Los grandes delincuentes, como Ibar Pérez Corradi, viven a sus anchas en nuestro país, no solamente sin ser vistos por la policía, sino documentados y protegidos por ella.
Es lamentable escuchar el discurso gubernamental en el que se ufanan de ser el gobierno de menor índice de corrupción, pero que es incapaz de “cortar la mano” a los grandes corruptos de la Policía y del Ministerio del Interior, donde el silencio cómplice de las altas esferas se torna elocuente ante los últimos acontecimientos.
Mientras el Estado no corrija este mal, no podremos hablar de seguridad jurídica, ni de bienes ni de personas. Mucho menos de un país serio. ¿Cómo un extranjero puede confiar en el Paraguay cuando les cuentan que aquí los propios policías son asaltantes, o cuanto menos sus protectores?
En Salto del Guairá no hace mucho un comisario fue filmado dando cobertura a un grupo de asaltantes que desplumó a un empresario oriental. Es un ejemplo de lo que afirmamos.
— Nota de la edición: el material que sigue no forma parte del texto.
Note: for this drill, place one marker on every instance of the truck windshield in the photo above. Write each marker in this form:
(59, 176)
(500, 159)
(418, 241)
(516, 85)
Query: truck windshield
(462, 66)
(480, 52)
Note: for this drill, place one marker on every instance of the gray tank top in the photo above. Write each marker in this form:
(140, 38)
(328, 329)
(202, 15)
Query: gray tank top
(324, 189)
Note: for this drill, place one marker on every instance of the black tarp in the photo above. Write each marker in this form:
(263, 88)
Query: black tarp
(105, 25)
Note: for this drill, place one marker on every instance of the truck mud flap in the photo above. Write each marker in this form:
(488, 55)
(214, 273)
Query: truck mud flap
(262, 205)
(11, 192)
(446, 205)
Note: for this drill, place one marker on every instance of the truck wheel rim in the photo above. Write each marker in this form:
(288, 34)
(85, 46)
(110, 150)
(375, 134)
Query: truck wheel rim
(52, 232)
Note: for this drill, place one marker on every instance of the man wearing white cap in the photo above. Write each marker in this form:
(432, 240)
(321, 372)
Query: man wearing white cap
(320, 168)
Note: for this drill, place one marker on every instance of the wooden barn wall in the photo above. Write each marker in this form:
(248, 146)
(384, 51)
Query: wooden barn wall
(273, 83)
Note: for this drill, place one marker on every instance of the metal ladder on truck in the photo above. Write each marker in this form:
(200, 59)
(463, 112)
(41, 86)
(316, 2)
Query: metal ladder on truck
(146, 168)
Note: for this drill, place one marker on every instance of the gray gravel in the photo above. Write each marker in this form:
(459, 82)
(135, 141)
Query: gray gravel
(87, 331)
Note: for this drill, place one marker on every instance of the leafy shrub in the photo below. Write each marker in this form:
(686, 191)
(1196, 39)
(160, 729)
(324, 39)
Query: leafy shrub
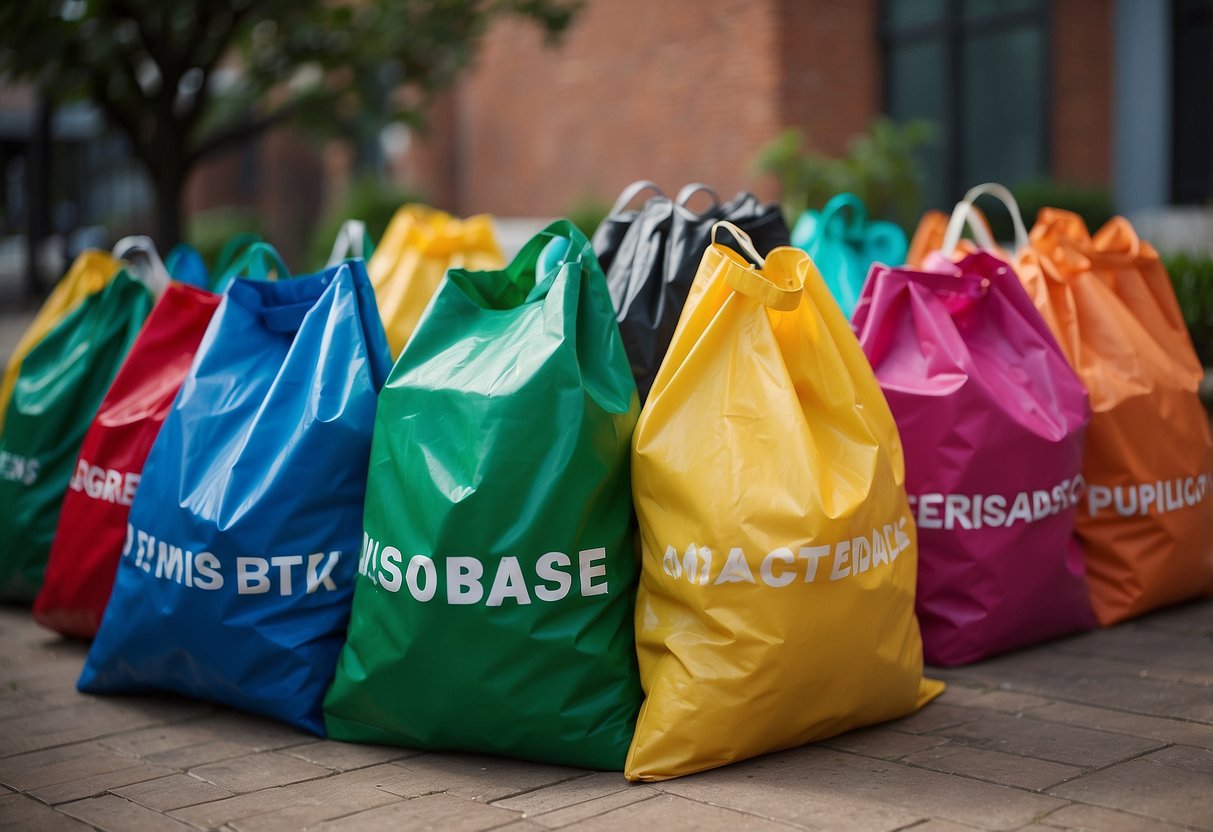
(1192, 278)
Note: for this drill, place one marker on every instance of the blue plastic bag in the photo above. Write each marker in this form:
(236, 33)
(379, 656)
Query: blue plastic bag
(843, 248)
(238, 569)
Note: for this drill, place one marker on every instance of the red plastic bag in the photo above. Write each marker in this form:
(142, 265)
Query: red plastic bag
(92, 523)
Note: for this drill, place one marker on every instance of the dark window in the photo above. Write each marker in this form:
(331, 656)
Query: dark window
(979, 70)
(1191, 110)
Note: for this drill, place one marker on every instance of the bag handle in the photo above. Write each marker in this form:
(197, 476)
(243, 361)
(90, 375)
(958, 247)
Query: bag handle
(750, 281)
(963, 214)
(252, 262)
(352, 241)
(140, 251)
(631, 192)
(689, 191)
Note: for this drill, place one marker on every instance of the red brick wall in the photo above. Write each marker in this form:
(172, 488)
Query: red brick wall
(668, 91)
(1082, 91)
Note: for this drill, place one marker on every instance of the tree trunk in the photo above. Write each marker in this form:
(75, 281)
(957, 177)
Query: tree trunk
(38, 195)
(170, 191)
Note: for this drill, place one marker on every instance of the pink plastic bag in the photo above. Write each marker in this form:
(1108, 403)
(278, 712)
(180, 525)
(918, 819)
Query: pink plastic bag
(992, 420)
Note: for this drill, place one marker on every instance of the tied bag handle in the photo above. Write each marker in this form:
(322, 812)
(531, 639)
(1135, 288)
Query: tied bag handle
(352, 241)
(256, 262)
(963, 212)
(631, 192)
(141, 252)
(751, 283)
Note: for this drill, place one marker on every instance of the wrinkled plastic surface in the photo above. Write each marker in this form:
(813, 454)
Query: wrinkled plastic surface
(91, 271)
(186, 266)
(237, 574)
(61, 385)
(844, 244)
(992, 420)
(501, 450)
(417, 248)
(1146, 524)
(92, 520)
(653, 255)
(764, 460)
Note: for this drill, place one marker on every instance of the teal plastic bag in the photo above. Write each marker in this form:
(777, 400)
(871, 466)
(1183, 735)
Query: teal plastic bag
(493, 610)
(60, 388)
(843, 244)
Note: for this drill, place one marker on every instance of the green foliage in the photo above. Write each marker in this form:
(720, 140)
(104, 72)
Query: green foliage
(1192, 278)
(1094, 205)
(880, 167)
(210, 229)
(369, 199)
(587, 214)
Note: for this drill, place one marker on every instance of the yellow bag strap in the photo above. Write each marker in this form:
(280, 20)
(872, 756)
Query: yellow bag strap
(750, 281)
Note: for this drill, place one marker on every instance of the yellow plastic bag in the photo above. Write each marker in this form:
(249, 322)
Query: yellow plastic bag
(417, 248)
(89, 274)
(779, 553)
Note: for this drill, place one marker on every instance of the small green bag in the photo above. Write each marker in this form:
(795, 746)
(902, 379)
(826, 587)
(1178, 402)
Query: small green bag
(494, 605)
(60, 388)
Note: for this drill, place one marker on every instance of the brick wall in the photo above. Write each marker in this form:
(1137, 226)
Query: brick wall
(1082, 91)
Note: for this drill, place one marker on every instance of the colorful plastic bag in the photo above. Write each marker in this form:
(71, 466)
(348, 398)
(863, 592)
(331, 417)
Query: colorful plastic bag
(494, 605)
(241, 545)
(779, 556)
(1146, 524)
(61, 385)
(417, 248)
(992, 420)
(92, 520)
(91, 272)
(650, 266)
(843, 244)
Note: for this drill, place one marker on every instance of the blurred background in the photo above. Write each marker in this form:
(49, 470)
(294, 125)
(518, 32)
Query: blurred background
(197, 119)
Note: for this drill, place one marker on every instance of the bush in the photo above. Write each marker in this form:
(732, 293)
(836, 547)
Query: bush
(369, 199)
(1192, 278)
(880, 167)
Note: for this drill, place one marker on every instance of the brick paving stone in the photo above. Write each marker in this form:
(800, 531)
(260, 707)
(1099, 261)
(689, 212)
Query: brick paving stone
(482, 779)
(580, 813)
(1120, 722)
(567, 793)
(994, 767)
(97, 784)
(317, 801)
(432, 811)
(795, 784)
(347, 756)
(172, 792)
(263, 769)
(217, 813)
(115, 814)
(1082, 818)
(1174, 785)
(883, 742)
(670, 813)
(20, 813)
(1049, 741)
(935, 716)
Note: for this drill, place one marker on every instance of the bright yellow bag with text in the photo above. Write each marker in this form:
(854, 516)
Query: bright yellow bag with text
(779, 553)
(417, 248)
(91, 272)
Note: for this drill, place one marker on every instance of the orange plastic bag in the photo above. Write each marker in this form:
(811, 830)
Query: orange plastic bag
(1146, 526)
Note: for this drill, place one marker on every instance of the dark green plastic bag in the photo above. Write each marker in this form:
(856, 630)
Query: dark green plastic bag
(493, 610)
(60, 388)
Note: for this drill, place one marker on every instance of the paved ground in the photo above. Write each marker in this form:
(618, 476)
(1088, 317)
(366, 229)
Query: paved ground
(1110, 730)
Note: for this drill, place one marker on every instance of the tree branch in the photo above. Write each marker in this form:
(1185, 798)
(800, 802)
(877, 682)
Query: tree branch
(240, 132)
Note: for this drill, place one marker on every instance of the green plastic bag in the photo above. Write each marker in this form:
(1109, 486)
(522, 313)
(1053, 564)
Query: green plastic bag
(493, 610)
(60, 388)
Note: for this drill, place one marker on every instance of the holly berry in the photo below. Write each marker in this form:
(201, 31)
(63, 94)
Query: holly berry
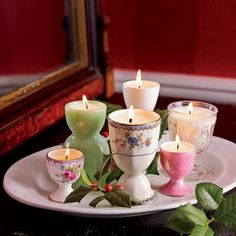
(108, 188)
(94, 185)
(105, 133)
(120, 186)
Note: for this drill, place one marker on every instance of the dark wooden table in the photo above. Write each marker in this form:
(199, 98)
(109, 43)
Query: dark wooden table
(20, 219)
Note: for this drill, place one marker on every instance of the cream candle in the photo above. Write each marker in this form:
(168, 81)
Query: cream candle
(134, 141)
(86, 119)
(141, 93)
(64, 166)
(193, 121)
(177, 159)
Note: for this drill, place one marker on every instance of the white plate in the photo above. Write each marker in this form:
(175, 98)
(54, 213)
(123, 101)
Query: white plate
(27, 181)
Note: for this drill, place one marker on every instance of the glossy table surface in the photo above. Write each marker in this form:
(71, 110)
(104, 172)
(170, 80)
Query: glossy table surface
(20, 219)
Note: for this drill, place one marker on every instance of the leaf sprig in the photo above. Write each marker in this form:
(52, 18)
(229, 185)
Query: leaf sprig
(188, 219)
(114, 194)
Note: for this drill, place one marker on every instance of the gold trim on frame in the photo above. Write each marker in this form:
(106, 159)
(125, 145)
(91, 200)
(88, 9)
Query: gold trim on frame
(80, 47)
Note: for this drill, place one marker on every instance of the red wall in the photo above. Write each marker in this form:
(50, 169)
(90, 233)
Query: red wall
(31, 35)
(184, 36)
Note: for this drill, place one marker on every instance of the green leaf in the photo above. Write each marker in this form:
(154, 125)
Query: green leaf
(226, 212)
(78, 194)
(115, 174)
(118, 198)
(202, 231)
(152, 169)
(231, 226)
(85, 178)
(209, 195)
(95, 201)
(164, 120)
(102, 181)
(184, 219)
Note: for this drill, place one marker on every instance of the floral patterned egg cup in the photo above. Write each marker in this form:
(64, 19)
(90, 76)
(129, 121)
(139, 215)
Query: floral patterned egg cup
(64, 169)
(134, 147)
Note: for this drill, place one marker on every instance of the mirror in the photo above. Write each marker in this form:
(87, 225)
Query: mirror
(69, 71)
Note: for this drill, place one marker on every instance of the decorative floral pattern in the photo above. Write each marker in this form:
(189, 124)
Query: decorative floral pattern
(134, 142)
(68, 173)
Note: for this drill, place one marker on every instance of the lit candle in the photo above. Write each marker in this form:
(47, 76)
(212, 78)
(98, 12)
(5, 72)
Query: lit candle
(194, 122)
(64, 165)
(85, 119)
(133, 137)
(141, 93)
(177, 159)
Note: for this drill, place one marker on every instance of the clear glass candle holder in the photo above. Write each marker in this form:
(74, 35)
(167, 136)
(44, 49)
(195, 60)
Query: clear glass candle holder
(196, 127)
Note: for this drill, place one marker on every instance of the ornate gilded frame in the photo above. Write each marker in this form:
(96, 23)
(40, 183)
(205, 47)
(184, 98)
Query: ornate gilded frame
(38, 105)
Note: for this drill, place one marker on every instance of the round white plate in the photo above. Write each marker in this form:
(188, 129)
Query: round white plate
(27, 181)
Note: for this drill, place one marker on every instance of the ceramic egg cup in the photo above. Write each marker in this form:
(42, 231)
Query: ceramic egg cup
(134, 148)
(64, 173)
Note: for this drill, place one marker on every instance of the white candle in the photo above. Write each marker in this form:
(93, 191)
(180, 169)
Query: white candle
(141, 93)
(140, 117)
(194, 125)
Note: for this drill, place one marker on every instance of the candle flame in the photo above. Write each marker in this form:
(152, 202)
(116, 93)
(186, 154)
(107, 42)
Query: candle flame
(67, 153)
(85, 101)
(190, 108)
(131, 114)
(177, 140)
(139, 79)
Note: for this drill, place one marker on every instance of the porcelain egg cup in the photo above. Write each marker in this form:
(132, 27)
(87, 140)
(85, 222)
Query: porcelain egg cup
(177, 165)
(144, 97)
(64, 172)
(134, 148)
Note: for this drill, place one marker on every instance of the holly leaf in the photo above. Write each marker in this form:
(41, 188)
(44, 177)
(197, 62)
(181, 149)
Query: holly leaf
(209, 195)
(78, 194)
(119, 198)
(164, 120)
(184, 219)
(102, 181)
(152, 169)
(95, 201)
(226, 212)
(115, 174)
(202, 230)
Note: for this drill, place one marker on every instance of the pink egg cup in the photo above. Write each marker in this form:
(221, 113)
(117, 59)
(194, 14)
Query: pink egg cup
(177, 165)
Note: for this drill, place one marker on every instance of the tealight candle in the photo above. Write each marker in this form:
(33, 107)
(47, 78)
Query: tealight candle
(86, 119)
(141, 93)
(177, 159)
(64, 165)
(193, 121)
(134, 141)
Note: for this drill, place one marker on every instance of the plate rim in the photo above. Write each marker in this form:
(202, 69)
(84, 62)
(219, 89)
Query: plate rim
(111, 212)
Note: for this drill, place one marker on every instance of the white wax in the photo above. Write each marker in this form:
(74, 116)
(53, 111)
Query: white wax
(146, 84)
(183, 147)
(141, 117)
(80, 105)
(60, 154)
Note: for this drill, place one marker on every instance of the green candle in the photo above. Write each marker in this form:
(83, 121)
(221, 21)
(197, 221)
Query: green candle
(86, 119)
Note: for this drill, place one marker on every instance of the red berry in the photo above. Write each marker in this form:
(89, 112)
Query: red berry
(120, 186)
(108, 187)
(105, 134)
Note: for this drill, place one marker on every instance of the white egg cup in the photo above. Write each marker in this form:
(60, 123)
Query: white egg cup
(63, 172)
(144, 97)
(134, 148)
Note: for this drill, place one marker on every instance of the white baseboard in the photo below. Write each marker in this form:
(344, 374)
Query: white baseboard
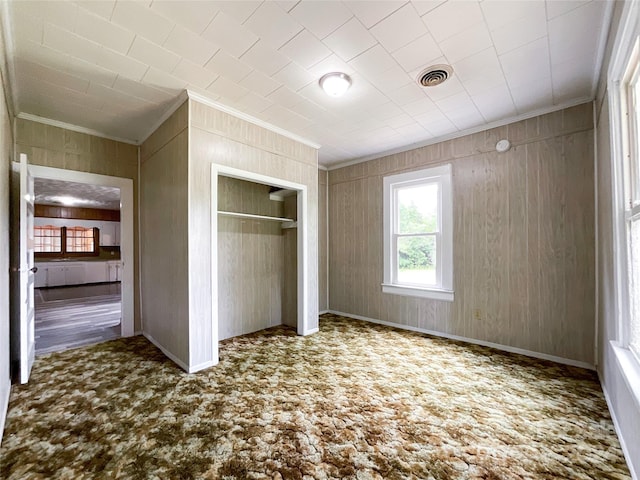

De esta manera, la institución encargada de la seguridad interna del país se reduce a una mafia china o rusa de recaudación de dinero sucio de cuantas actividades ilícitas existan en nuestro país, donde cada uno tiene su “kokue” (chacra) para “cosechar”. Y es más que seguro que parte del lucro mal habido llega a la capital. O si no, es hora de demostrar lo contario.